Intermittent Alcoholic Binge Induced Liver Injury in Wistar Albino Rats: De Ritis ratio and Histological Correlates

Raymond Akpobome Vhriterhire, Ahmed Mohammed Sabo

Abstract


The pattern, frequency and quantity of alcohol consumption are important in the development of alcoholic liver disease. It has been shown epidemiologically that binge drinking augments liver injury. This study was undertaken to examine the sequential changes in serum markers of liver function and their relationship to quantifiable histological features following intermittent binge administration of ethanol to Wistar albino rats. Groups of male and female rats were given 30% (w/v) ethanol at a dose of 5g/kg on alternate days for six weeks.

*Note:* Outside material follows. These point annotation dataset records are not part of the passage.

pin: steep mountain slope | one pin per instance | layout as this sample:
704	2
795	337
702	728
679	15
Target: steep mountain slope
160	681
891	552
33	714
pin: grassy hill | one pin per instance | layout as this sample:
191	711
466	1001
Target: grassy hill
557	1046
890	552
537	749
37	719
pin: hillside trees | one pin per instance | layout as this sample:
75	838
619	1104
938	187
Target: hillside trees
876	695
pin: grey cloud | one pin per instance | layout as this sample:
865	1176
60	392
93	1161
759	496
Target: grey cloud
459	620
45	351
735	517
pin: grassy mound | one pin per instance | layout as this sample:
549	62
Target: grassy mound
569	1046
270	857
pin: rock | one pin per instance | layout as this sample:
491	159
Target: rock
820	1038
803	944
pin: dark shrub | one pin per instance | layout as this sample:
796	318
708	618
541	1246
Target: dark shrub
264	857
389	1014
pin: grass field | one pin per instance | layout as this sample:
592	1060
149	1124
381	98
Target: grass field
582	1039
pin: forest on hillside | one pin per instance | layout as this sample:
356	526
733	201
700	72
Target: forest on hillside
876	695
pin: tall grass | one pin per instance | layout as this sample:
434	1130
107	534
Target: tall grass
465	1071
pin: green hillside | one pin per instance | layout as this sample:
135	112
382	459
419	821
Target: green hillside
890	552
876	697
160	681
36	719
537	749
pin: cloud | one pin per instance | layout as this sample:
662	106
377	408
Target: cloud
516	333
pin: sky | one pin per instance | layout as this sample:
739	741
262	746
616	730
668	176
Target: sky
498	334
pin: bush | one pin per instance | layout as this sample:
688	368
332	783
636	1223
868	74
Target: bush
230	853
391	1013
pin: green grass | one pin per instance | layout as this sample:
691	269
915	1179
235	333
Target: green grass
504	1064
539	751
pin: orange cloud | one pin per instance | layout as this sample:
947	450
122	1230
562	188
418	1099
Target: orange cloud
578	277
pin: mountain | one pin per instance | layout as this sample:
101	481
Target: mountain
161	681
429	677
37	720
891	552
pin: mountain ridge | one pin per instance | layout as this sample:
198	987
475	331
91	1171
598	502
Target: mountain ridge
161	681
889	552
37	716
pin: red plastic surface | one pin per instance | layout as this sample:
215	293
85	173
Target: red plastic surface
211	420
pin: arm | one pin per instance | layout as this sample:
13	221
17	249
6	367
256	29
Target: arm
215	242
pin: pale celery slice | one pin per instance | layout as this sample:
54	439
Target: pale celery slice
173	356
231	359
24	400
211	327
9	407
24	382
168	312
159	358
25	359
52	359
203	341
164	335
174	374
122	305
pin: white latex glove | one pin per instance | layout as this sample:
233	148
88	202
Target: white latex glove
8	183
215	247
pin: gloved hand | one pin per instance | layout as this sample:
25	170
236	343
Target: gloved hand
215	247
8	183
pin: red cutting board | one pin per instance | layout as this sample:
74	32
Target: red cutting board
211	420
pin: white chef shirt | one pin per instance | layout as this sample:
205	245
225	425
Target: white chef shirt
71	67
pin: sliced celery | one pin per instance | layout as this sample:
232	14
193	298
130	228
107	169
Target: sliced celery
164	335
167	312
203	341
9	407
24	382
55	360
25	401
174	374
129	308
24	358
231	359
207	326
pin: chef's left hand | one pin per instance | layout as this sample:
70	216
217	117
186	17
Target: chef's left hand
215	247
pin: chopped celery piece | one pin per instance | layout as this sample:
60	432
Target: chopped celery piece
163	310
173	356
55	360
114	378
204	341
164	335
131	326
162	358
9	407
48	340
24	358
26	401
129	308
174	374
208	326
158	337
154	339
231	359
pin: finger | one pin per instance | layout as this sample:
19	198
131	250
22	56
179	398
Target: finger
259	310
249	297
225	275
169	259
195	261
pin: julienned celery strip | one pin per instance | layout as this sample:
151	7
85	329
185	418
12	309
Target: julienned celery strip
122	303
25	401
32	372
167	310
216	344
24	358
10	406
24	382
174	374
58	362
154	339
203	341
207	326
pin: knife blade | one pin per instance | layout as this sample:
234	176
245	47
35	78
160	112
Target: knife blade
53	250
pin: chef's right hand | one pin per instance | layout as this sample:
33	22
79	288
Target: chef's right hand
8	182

The serum activity of aspartate aminotransferase (AST), alanine aminotransferase (ALT) and alkaline phosphatase (ALP) were measured as indicators of liver function. Liver biopsy specimens were collected and subjected to histological analysis. In the ethanol administered groups, there was no significant gender difference in the enzymes assay value (P- value, 0.65; ?, 0.01) and grades of histological features (P- value, 0.11; ?, 0.01). There was 175% increase in AST/ALT ratio from 1.2 to 3.3. The severity of histopathological features (steatosis, necrosis and lobular inflammation) observed increased (216%) from a score of 3 to 9.5. The AST/ALT ratio positively correlated moderately strongly with lobular inflammatory foci (Pearson coefficient, r = 0.661). A strong correlation is obtained when AST/ALT ratio multiplied by the values of alkaline phosphatase (ALP) is plotted against the hepatocyte injury severity scores giving a Pearson’s correlation coefficient of 0.74 and coefficient of determination of 0.55. Intermittent binge administration of ethanol has profound damaging effects on the liver cells probably resulting from acute induction of inflammation. Combination of the serum markers of liver function significantly correlate with histological changes.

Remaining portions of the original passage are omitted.